Short sequence or longer sequence with ambiguous base of 16S v3-v4 sequencing

C.F_Zhang · March 18, 2020, 9:56pm

Hi all,

I was using MiSeq 2 x 300 bp to sequence 16S rRNA v3-v4 region. However, I get some low qulity bases in the MIDDLE of the forward sequence.

And I could not merge the forward and reverse reads without lossing a lot of counts. So I have 2 ways to deal with that.

One, only use around 120 bp forward sequence. The other way is two use the joined forward and reverse sequence around 400bp, but with 15 ambiguous base paire. Both way, I saved more than 80% of my reads. But I do not know which one give the better result(e.g. diversity, taxa...). I assume the longer sequence with ambiguous base pair give the better result than shorter sequence.

Looking forward to your opinions!

Thanks,
Changfeng Zhang

colinbrislawn · March 19, 2020, 5:30pm

Hello @C.F_Zhang,

Welcome to the Qiime 2 forums! :qiime2:

What primers did you use for V3? How long do you expect your amplicon to be?

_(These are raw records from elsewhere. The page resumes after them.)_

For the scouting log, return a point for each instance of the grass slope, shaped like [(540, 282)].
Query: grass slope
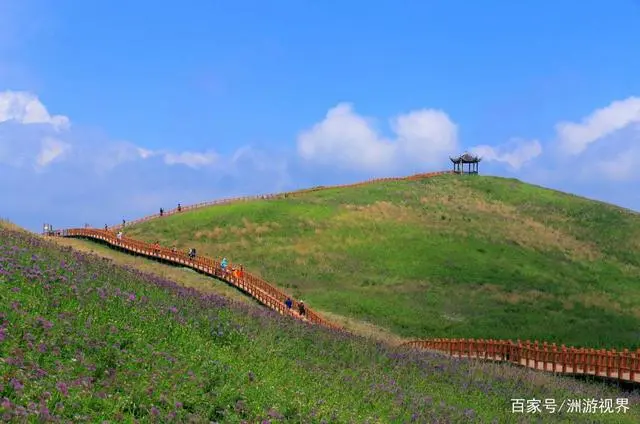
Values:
[(83, 340), (449, 256)]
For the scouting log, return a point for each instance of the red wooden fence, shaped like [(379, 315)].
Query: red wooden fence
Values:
[(255, 286), (622, 365)]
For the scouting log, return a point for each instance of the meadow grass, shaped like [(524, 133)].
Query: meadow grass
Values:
[(84, 340), (450, 256)]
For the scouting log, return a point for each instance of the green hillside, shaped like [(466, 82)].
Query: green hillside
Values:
[(85, 341), (449, 256)]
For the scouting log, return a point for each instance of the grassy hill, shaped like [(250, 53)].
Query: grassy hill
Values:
[(449, 256), (83, 340)]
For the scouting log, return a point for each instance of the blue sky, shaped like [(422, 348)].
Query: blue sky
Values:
[(111, 109)]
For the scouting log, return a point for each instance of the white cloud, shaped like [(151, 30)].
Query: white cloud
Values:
[(574, 138), (191, 159), (344, 137), (25, 108), (515, 153), (349, 140)]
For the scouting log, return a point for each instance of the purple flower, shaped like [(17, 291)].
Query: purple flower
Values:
[(63, 389), (16, 384), (6, 403)]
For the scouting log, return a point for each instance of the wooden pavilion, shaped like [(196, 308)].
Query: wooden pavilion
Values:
[(466, 158)]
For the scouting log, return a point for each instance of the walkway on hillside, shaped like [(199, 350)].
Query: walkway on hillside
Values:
[(623, 365)]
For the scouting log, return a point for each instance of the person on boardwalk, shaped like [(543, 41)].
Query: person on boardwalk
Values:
[(241, 272)]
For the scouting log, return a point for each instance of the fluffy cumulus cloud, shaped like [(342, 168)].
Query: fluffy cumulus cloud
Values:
[(25, 108), (68, 175), (574, 138), (514, 153), (61, 173), (348, 140)]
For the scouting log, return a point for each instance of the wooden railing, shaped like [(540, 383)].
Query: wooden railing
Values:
[(253, 285), (622, 365), (276, 196)]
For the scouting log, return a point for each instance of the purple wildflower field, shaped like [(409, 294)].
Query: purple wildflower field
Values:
[(84, 340)]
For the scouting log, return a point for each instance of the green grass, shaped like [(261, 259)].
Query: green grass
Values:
[(83, 340), (450, 256)]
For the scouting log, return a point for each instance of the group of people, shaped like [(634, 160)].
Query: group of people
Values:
[(179, 209), (235, 272)]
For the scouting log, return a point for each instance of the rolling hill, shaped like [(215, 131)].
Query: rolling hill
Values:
[(450, 256), (84, 340)]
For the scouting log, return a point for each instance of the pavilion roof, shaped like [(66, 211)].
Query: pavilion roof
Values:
[(466, 157)]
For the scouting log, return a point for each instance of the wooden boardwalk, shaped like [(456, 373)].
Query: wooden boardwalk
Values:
[(620, 365)]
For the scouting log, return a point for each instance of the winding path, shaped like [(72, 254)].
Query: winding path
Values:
[(624, 365)]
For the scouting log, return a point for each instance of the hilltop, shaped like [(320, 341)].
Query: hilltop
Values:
[(449, 256), (84, 340)]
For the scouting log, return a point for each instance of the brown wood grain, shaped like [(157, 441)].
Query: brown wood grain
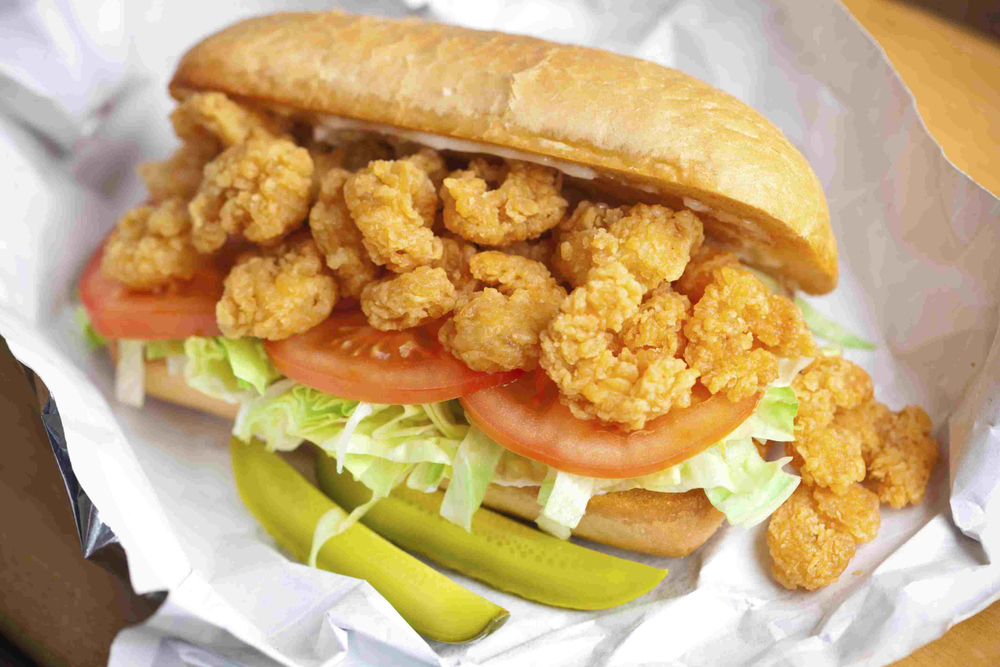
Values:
[(954, 75)]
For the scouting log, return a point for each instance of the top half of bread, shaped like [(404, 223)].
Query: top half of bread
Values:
[(650, 133)]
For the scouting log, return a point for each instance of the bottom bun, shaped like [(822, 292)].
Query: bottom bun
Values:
[(663, 524)]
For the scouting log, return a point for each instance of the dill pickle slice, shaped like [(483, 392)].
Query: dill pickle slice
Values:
[(288, 507), (504, 553)]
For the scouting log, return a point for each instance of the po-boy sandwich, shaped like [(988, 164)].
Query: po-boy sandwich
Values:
[(555, 280)]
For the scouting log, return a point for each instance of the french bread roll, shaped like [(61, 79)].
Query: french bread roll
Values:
[(664, 524), (636, 129)]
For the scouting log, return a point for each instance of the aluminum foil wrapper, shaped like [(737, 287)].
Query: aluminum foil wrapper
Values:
[(918, 241)]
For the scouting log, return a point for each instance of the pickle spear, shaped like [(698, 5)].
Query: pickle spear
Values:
[(288, 507), (504, 553)]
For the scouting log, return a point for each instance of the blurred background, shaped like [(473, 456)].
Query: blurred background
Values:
[(56, 608)]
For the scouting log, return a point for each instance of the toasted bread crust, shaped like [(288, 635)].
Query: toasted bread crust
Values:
[(649, 132), (664, 524)]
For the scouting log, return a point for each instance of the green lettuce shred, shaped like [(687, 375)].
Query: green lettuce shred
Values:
[(94, 340), (233, 370), (827, 329), (472, 471)]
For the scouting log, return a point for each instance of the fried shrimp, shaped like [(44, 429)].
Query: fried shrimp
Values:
[(736, 311), (813, 535), (180, 174), (499, 327), (579, 353), (455, 257), (653, 242), (339, 238), (151, 247), (259, 190), (699, 272), (827, 449), (409, 299), (659, 322), (900, 467), (213, 116), (274, 293), (393, 203), (523, 204)]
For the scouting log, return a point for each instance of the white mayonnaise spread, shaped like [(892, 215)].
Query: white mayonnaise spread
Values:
[(326, 126), (722, 216)]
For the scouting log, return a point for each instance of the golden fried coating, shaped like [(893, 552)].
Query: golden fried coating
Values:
[(575, 236), (813, 535), (180, 174), (409, 299), (898, 471), (393, 203), (825, 385), (277, 292), (339, 238), (259, 190), (653, 242), (596, 379), (151, 246), (523, 204), (455, 256), (499, 327), (856, 510), (700, 271), (735, 310), (540, 250), (213, 116), (861, 421), (827, 449), (659, 322)]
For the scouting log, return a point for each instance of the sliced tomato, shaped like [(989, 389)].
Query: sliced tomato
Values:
[(346, 357), (527, 418), (119, 312)]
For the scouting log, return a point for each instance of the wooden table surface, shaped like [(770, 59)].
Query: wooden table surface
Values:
[(954, 74)]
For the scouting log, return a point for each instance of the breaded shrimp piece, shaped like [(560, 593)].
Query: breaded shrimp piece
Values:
[(659, 322), (829, 457), (260, 190), (409, 299), (274, 293), (827, 451), (580, 353), (813, 535), (206, 116), (339, 238), (498, 329), (151, 246), (393, 203), (735, 310), (900, 468), (180, 174), (653, 242), (700, 271), (455, 257), (540, 250), (524, 202), (575, 236)]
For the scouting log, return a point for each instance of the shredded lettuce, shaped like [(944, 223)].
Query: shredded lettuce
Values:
[(381, 445), (163, 349), (235, 371), (130, 373), (827, 329), (472, 470), (94, 339)]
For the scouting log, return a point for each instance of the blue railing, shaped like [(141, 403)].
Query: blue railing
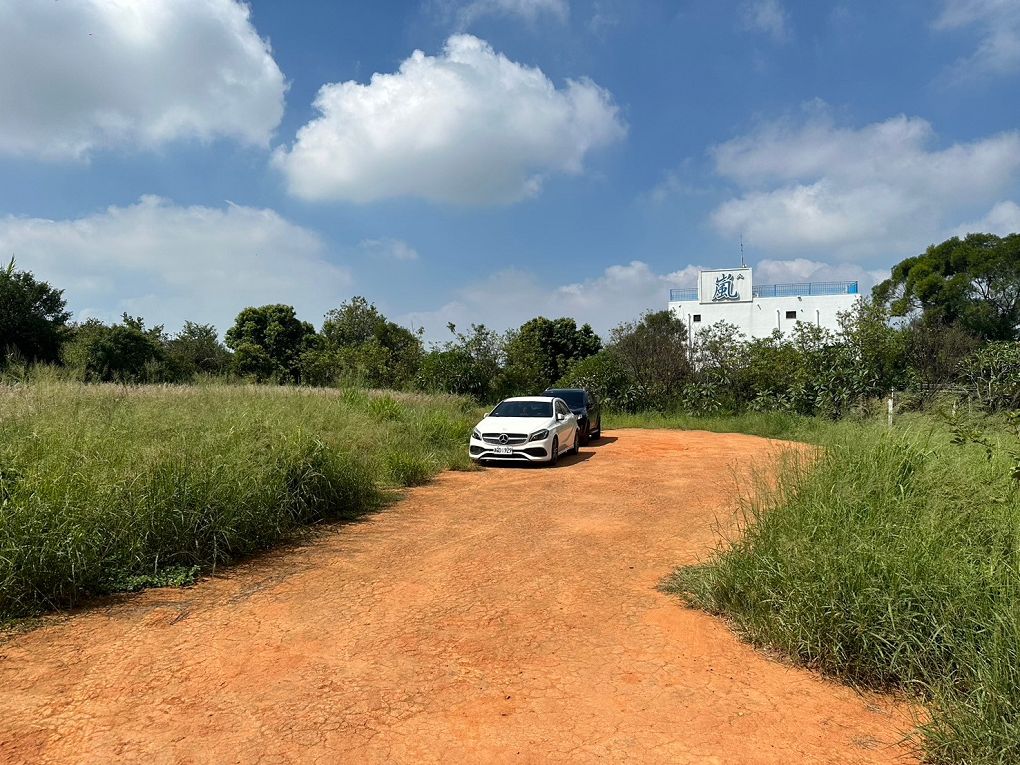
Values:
[(687, 293), (778, 291), (804, 289)]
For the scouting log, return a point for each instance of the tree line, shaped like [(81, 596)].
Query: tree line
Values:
[(946, 318)]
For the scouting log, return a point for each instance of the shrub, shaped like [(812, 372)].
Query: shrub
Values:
[(889, 559)]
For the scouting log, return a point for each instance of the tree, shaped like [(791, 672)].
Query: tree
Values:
[(197, 350), (471, 364), (269, 343), (360, 344), (604, 375), (123, 353), (654, 352), (973, 283), (542, 350), (33, 316)]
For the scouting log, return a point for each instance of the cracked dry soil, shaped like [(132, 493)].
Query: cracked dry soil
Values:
[(508, 615)]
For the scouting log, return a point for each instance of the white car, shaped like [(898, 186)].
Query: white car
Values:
[(532, 428)]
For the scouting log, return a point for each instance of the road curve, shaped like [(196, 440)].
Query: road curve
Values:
[(507, 615)]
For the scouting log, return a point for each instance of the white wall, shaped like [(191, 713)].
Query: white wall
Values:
[(759, 317)]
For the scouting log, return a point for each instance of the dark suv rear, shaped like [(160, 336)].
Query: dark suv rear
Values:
[(584, 406)]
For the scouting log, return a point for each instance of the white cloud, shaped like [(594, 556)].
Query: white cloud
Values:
[(768, 17), (169, 263), (392, 249), (1002, 219), (881, 190), (530, 10), (468, 126), (998, 22), (75, 77), (509, 298)]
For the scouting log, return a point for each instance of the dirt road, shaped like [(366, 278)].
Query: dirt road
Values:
[(509, 615)]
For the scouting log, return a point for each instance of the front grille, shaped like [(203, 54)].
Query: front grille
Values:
[(512, 438)]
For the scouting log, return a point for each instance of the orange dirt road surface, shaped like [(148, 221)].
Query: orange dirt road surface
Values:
[(507, 615)]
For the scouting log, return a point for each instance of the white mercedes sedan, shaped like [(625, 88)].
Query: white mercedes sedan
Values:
[(532, 428)]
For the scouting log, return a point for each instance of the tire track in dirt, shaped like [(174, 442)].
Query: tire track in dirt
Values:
[(509, 615)]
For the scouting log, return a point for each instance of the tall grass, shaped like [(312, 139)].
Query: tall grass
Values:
[(890, 559), (106, 488), (767, 424)]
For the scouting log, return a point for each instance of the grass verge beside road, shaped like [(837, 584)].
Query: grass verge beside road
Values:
[(106, 489), (890, 559)]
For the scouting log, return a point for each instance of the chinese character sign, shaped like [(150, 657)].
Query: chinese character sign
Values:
[(724, 286), (724, 289)]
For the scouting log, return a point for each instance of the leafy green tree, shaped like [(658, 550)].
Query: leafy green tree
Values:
[(542, 351), (973, 282), (269, 343), (197, 350), (656, 355), (993, 375), (470, 364), (124, 353), (33, 316), (362, 345), (935, 354)]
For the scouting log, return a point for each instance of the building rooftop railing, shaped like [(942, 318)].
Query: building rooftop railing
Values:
[(683, 294), (805, 289), (795, 290)]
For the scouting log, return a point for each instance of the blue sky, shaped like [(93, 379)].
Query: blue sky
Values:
[(491, 160)]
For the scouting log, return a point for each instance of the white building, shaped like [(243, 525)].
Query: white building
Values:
[(730, 295)]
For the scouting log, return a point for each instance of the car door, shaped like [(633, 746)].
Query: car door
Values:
[(567, 426), (594, 413)]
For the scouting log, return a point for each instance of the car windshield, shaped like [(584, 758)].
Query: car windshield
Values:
[(523, 409), (574, 399)]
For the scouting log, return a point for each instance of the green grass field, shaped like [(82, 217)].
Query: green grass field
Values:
[(891, 560), (106, 488)]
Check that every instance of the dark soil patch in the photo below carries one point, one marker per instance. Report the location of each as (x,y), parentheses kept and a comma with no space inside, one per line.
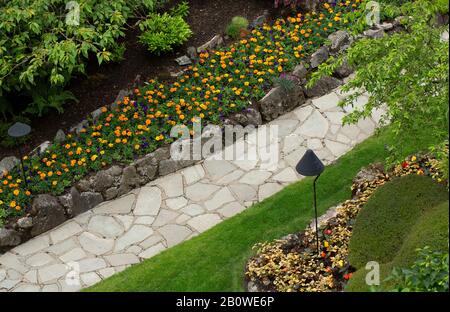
(102,84)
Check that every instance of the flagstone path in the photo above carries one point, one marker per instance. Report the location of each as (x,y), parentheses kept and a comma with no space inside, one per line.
(174,208)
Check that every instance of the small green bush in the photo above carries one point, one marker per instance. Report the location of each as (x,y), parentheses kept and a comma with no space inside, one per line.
(161,33)
(238,23)
(428,273)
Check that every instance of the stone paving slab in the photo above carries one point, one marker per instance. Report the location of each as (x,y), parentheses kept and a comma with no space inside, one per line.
(175,208)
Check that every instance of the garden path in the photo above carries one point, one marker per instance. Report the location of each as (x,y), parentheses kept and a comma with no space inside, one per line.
(176,207)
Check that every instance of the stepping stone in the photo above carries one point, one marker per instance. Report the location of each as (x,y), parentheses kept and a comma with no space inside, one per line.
(34,245)
(165,216)
(243,192)
(293,158)
(316,126)
(304,112)
(91,264)
(122,205)
(183,60)
(285,127)
(220,198)
(39,259)
(176,203)
(193,210)
(174,234)
(27,288)
(52,272)
(216,169)
(63,247)
(231,209)
(287,175)
(73,255)
(314,144)
(255,177)
(152,251)
(200,191)
(171,184)
(94,244)
(231,177)
(204,222)
(328,102)
(90,278)
(65,231)
(122,259)
(193,174)
(148,202)
(136,234)
(106,226)
(268,190)
(335,117)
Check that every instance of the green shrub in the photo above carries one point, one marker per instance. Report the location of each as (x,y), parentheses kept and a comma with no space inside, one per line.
(428,273)
(162,32)
(238,23)
(405,214)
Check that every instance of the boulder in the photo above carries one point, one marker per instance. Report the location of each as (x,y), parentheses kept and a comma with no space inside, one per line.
(249,116)
(7,163)
(215,42)
(318,57)
(339,41)
(88,201)
(323,86)
(9,238)
(280,101)
(47,213)
(25,223)
(102,181)
(344,70)
(374,33)
(130,179)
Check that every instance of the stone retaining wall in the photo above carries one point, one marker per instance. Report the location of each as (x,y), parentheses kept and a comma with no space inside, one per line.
(49,211)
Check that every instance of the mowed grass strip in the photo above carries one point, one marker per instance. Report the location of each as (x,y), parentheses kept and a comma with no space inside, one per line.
(215,260)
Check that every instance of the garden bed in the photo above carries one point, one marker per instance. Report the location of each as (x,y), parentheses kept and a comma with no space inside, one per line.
(102,83)
(292,263)
(132,133)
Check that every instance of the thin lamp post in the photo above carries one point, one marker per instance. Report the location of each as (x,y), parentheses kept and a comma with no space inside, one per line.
(17,131)
(311,166)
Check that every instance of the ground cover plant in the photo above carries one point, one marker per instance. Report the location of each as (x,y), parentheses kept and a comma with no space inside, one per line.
(44,43)
(215,260)
(372,226)
(223,82)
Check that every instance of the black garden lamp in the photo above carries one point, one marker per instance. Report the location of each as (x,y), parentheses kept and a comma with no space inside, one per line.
(311,166)
(19,130)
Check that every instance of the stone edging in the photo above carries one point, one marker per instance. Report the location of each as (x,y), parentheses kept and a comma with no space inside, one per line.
(48,211)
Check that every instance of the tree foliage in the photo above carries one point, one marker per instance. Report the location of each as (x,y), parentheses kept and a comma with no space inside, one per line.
(405,72)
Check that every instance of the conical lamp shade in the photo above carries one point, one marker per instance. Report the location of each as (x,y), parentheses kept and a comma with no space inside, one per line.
(19,130)
(310,165)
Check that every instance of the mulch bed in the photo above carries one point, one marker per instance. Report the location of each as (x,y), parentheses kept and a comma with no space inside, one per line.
(292,264)
(102,84)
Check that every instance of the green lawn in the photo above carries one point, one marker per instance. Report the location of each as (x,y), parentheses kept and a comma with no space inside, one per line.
(407,213)
(215,260)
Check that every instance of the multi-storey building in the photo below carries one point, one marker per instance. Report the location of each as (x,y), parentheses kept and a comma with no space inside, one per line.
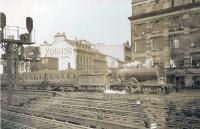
(121,52)
(48,63)
(168,31)
(75,54)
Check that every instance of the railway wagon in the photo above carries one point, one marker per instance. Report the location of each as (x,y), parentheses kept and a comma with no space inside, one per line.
(145,80)
(95,82)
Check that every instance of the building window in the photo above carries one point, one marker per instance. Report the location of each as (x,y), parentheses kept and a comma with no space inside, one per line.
(194,20)
(139,29)
(176,23)
(157,43)
(140,46)
(175,42)
(196,60)
(195,40)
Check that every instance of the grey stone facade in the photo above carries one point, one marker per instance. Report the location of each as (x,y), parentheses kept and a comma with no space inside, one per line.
(169,32)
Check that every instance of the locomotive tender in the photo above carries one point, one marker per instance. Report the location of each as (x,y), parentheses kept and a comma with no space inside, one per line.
(146,80)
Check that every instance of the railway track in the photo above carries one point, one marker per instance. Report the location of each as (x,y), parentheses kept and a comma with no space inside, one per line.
(13,120)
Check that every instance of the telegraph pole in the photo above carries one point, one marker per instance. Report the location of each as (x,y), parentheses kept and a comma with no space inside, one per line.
(10,46)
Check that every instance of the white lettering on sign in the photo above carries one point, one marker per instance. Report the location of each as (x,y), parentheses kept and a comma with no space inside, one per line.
(153,126)
(58,51)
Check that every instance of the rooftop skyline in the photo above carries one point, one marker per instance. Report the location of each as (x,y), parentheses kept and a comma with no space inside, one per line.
(98,21)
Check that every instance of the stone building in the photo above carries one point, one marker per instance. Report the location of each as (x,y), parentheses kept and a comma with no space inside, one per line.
(169,32)
(75,54)
(48,63)
(121,52)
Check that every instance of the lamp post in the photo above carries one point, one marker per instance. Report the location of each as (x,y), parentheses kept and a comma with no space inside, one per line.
(10,46)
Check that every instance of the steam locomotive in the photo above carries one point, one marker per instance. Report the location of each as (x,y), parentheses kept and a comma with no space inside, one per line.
(145,80)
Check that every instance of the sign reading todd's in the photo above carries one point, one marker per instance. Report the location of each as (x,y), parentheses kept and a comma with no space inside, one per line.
(59,51)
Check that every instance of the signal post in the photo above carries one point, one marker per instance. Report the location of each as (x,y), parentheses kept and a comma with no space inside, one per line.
(10,46)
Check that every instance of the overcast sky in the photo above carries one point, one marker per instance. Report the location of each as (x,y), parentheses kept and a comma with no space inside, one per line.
(99,21)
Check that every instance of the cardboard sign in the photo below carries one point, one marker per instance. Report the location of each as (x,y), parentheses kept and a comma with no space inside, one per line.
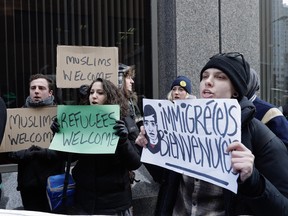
(191,137)
(26,127)
(78,65)
(86,129)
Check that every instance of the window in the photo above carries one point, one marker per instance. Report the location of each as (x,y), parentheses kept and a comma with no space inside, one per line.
(274,51)
(31,30)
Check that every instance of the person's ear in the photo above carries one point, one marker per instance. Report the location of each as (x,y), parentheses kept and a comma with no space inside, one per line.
(235,95)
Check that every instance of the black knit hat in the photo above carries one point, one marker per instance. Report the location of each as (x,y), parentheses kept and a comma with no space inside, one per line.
(184,82)
(233,66)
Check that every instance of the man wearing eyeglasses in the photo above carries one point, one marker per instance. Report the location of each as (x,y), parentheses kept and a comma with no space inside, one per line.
(151,127)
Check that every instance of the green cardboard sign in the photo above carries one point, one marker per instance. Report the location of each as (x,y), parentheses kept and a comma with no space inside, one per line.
(86,129)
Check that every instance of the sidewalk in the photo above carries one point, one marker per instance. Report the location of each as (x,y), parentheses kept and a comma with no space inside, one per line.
(144,193)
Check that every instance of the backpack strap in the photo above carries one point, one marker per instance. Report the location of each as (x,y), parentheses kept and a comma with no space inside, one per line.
(66,180)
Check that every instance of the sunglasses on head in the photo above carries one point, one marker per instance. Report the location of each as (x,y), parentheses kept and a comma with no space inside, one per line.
(235,55)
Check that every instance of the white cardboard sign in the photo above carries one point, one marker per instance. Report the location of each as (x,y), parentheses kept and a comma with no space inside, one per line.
(191,137)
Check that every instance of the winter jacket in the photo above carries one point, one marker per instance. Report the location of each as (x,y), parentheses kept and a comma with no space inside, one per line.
(35,164)
(102,180)
(273,118)
(265,192)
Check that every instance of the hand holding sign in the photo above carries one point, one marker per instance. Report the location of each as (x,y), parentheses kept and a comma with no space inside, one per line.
(242,160)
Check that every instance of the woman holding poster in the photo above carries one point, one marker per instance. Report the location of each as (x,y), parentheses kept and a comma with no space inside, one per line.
(259,159)
(102,180)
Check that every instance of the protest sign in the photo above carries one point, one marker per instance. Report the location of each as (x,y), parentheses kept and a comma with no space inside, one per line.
(191,137)
(79,65)
(86,129)
(26,127)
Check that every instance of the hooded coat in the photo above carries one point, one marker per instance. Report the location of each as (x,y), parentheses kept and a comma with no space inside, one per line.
(265,192)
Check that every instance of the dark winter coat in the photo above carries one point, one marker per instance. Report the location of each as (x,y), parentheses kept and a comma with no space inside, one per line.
(265,192)
(102,181)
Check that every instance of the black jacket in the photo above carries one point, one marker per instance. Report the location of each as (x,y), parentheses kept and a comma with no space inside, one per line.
(35,164)
(102,181)
(265,192)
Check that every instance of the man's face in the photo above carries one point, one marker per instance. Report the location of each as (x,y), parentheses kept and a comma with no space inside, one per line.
(39,90)
(151,127)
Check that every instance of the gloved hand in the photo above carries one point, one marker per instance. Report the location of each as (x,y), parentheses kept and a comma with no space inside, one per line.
(55,126)
(121,130)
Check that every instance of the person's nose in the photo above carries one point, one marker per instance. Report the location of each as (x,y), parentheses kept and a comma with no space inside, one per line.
(37,90)
(209,81)
(94,95)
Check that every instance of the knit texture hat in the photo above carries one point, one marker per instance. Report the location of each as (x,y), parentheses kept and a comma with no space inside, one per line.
(234,68)
(184,82)
(254,84)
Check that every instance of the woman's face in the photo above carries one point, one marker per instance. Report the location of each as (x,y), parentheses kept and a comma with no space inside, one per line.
(97,95)
(215,84)
(178,93)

Here is what I think happened: the miseq correctly sequenced your full region, then it had nothing left to sequence. The 'low quality region' is just noise.

Here is one way you could check this:

vsearch --fastq_mergepairs R1.fastq --reverse R2.fastq \
--fastqout merged.fastq \
--maxdiffs 300 --fastq_allowmergestagger

That crazy high maxdiffs will mean that all reads will join if they can, and allowmergestagger will allows reads to be merged with >100% area of overlap.

I like this idea. If your region is ~120 bp long, this is the perfect choice.

Colin

C.F_Zhang · March 19, 2020, 8:23pm

Hi@ colinbrislawn

Thanks for your reply. I use v3-v4 primers expecting 460bp length. Sorry for misleading of V3 kit. I changed my post to v3-v4 region. So this probably not the issue of read length.

120bp is relatively short in my circumstance.

Changfeng

colinbrislawn · March 20, 2020, 1:35am

Hello Changfeng,

Got it. So with 140 bp of overlap expected, you might be able to salvage this with vsearch, but that quality is still pretty rough. If you have tried that vsearch command, may I ask how many sequences were able to join?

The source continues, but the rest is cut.